The Industrial Revolution of the 18th and 19th centuries produced a rash of technologies for lighting homes, businesses and factories.
Gas light was the first. It was known in England as early as 1792 and was the original source of light in most homes built between 1840 and 1900. Whale oil followed in the early part of the 19th century. Kerosene came into use in the 1860s and finally, electricity, in the 1880s.
Gas lighting stayed in use even after the introduction or electric lighting because of its relative dependability. As late as the 1920s a few cities require gas burners for emergency lights in public places. The electrical generators often only worked at night and Thomas Edison's invention was subject to frequent blackouts.
To deal with this uncertainly houses used a combination of lighting soources. Manufacturers' catalogues of the period and hardware stores carried chandelier for both gas and kerosene. The Christian Heurich Mansion on New Hampshire Avenue NW, now used by the the Columbia Historical Society, has a gas and electric channdelier.
The gas was not the natural gas that we use to heat and cool our houses and cook our food. It was coal gas and it came from a gaslight company. The first such a company, Baltimore Gas-Light, opened in 1817.

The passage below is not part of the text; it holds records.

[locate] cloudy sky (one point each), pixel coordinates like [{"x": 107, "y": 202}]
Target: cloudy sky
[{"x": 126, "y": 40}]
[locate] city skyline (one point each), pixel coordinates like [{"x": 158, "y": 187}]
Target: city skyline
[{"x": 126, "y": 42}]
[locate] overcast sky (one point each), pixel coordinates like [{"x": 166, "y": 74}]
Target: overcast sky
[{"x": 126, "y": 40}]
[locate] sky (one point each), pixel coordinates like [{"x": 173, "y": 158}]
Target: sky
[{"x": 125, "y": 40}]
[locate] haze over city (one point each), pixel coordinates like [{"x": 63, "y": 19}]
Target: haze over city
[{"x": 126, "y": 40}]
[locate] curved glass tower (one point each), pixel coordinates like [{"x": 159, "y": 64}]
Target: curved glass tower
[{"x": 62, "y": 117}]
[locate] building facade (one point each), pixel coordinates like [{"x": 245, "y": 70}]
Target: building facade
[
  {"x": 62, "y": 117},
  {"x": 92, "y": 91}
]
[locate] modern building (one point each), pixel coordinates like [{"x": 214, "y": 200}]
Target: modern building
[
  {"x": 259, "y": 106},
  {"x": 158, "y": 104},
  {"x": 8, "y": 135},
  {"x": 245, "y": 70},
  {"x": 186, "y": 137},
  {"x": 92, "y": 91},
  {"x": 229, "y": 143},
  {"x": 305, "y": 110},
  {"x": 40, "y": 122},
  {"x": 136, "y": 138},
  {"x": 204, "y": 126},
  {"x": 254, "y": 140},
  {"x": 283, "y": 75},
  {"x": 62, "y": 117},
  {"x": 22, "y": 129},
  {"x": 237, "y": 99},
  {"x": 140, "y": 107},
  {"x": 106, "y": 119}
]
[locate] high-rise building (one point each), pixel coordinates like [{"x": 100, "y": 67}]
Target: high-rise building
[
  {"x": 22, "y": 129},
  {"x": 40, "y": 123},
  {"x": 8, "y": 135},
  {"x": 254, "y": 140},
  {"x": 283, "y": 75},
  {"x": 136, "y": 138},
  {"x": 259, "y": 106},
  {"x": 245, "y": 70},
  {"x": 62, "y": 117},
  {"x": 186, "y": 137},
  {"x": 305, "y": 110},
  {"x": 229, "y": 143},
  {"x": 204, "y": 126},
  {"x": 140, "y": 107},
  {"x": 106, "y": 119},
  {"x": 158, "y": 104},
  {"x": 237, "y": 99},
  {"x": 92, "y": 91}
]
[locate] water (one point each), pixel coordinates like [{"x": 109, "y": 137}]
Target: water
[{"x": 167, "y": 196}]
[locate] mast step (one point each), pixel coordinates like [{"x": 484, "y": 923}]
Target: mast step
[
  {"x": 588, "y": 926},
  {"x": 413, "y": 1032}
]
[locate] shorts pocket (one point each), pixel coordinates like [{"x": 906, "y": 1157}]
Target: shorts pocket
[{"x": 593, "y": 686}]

The gas was a byproduct of the burning process that turned coal into Coke. The burning released the gas that was then piped through lime to purify it. After that it went out to homes. The lime became soaked with the impurities produced a terrible smell - gashouse neighborhoods stank.
If you lived in the country or a small town without a gas light company, you could buy your own gas machine. They were not the safest inventions of the Industrial Revolution. Some made gas by distilling benzene.
One, the Springfield gas machine, got its gas from evaporting gasoline. Because of the danger of explosions, the machine was usually located in a pit some distance from the house.
Gas lighting had other disadvantages. The lights gave off very little light. A special burner, the Walsbach incandescent gas mantle, was a major improvement in the technology but by then electricity was becoming popular and accessible.
You could only have light where you had a fixture. There were wall brackets, chandeliers, and pillars (upright fixtures that were attached to newel posts) that eventually became table lamps. These table lamps had to be connected to the gas line either through a chandelier wallbracket with a rubber hose. Some chandeliers were even made with special gas cocks for table lamps so that both could burn at the same time. A rubber hose trailing across the floor was hardly the most pracical or aesthetically pleasing alternative. That kind of gas lamp made kerosene an attractive choice.
If your old house is in the city and was built between 1840 and 1900, it probably had gas lighting. Look under existing fixtures for the pipes. Attics, cellars, and pantries are placed to check forcapped gas butts.
In the District and in Northern Virginia, interior gas lighting is prohibited by local plumbing codes. In suburban Maryland, it is possible if the gas pipes and fixtures are the kind approved by the American Gas Association. They must also be inspected by the Washington Suburban Sanitary Commission. (New ornamental exterior gas lighting has been prohibited by federal law since last fall.)
Think carefully about putting the gas light system back in operation. You will need to be sure that there are no cracks or leaks in the pipes. Natural gas burns with a hotter flame than coal gas, so you will need to be sure that it won't damage the fixtures.
Match the fixtures with the style and period of the house. Until recently it was easy to get 18th century replicas but there were few sources for Victoriana. Now, Class Illumination in San Francisco, the Angelo Brothers in Phildelphia, and Nowell's in Sausalito, Calif., sell reproductions. Restored originals are available from the London Ventures Co. in Rockport, Mass.
A book on the subject, Gaslighting in America: A Guide for Historic Preservation, written by Denys Peter Myers, and published by the Department of the Interior, is available here. It costs $5.25 and can be ordered from th Superintendent of Documents, Government Printing Office, Washington 20402. The stock number is 024-016-00094-3.